The evaluation team from SCILT makes a strong case for the continuation of the project at Walker Road, its continuation into secondary education at Torry Academy, and for its more widespread adoption in Scotland.

"EPPI has been shown to deliver a far higher level of proficiency in French, with no clearly demonstrated loss to first language or other- subject knowledge," the report concludes.

However, it warns that, despite the impressive progress made by the pupils, it would be "misleading to consider their proficiency in French to be fully `stable' and to have reached `pay-off' levels'.

The team point to the distinction between "basic interpersonal communication skills" and "cognitive academic language proficiency" in bilingual education.

Past experience in Canada, where French immersion programmes are widespread, shows that pupils on second-language immersion programmes tend not to develop high levels of basic interpersonal communication skills, mainly because they do not have regular access to peers who are native speakers of the immersion language.
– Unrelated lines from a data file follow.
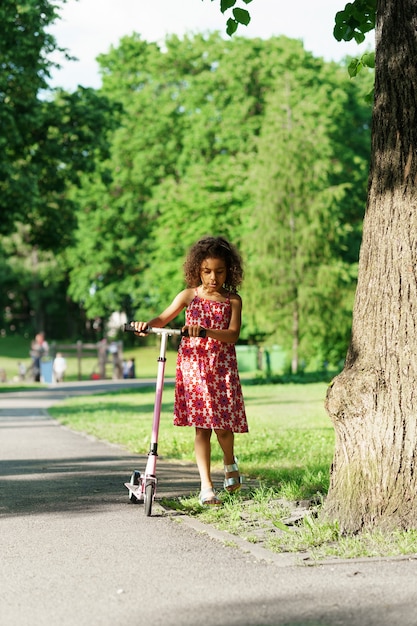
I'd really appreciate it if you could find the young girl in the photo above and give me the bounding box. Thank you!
[135,237,248,506]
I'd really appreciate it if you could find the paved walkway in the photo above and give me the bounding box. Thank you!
[0,383,417,626]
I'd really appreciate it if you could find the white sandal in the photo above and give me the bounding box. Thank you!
[199,487,222,506]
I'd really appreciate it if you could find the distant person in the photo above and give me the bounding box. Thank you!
[134,237,248,506]
[17,361,26,381]
[30,332,49,383]
[53,352,67,383]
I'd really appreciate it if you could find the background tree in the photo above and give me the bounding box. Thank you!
[0,0,114,336]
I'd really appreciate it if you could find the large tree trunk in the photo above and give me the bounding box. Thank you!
[324,0,417,531]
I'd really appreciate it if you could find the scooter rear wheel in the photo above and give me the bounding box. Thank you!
[145,483,155,517]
Their main input comes from one person - the immersion teacher.

For that reason, the evaluation team recommends that Aberdeen should follow the current Canadian practice of developing more regular interactions with French-speaking pupils of their own age, possibly through ICT.

This, they say, would not only extend their basic communication skills but also "jack up" their command of important forms of cognitive academic discourse, such as writing full essays, preparing lengthy reports and giving extended talks on substantive topics.
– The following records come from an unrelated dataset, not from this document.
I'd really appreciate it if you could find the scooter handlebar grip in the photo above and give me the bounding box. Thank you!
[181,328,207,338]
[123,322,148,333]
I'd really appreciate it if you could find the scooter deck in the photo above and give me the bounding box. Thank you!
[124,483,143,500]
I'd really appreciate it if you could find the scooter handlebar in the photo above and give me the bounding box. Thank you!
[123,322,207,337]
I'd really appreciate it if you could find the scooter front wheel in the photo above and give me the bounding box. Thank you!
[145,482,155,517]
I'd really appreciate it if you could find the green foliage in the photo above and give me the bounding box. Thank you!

"These cannot be delivered, internalised and stabilised by the end of primary school education, so a well-planned, adequately resourced and challenging continuation at secondary school is essential," they advise.


The first pupils to start early primary partial immersion when they entered P1 at Walker Road (in 2000) are now in S1, most of them at Torry Academy.

Initially, there were two classes at P1, one of which became the immersion class (which permitted a subsequent P7 EPPI versus non-EPPI comparison). Later, however, with falling rolls, P1 consisted of one class, which received EPPI.

Pupils moving into Walker Road from other primaries, receive special support to help them benefit from the partial French immersion.

From P1 onwards, children receive some classes through the medium of French, and others through English. Three supernumerary teachers, who are native speakers of French, collaborate with class teachers to enable the children to listen and respond to activities in the language.

Younger pupils are able to act out scenarios, sing, chant, and do simple calculations - all in French. Older pupils can read and write in French in a variety of subjects, including home economics, science and environmental studies (taught jointly in French and English) in ways which demand increasing sophistication.

The evaluation by SCILT, which focused on pupil performance in English, environmental studies, mathematics and French, showed the pupils had not been disadvantaged in the first three subjects by receiving some of their education in French.

Indeed, in English, EPPI pupils demonstrated a greater fluency and confidence than their non-EPPI counterparts from the same year-group. In French, in all four skills of listening, speaking, reading and writing, EPPI pupils reached a level of proficiency far beyond what can "reasonably be expected of other pupils in Scottish primary schools".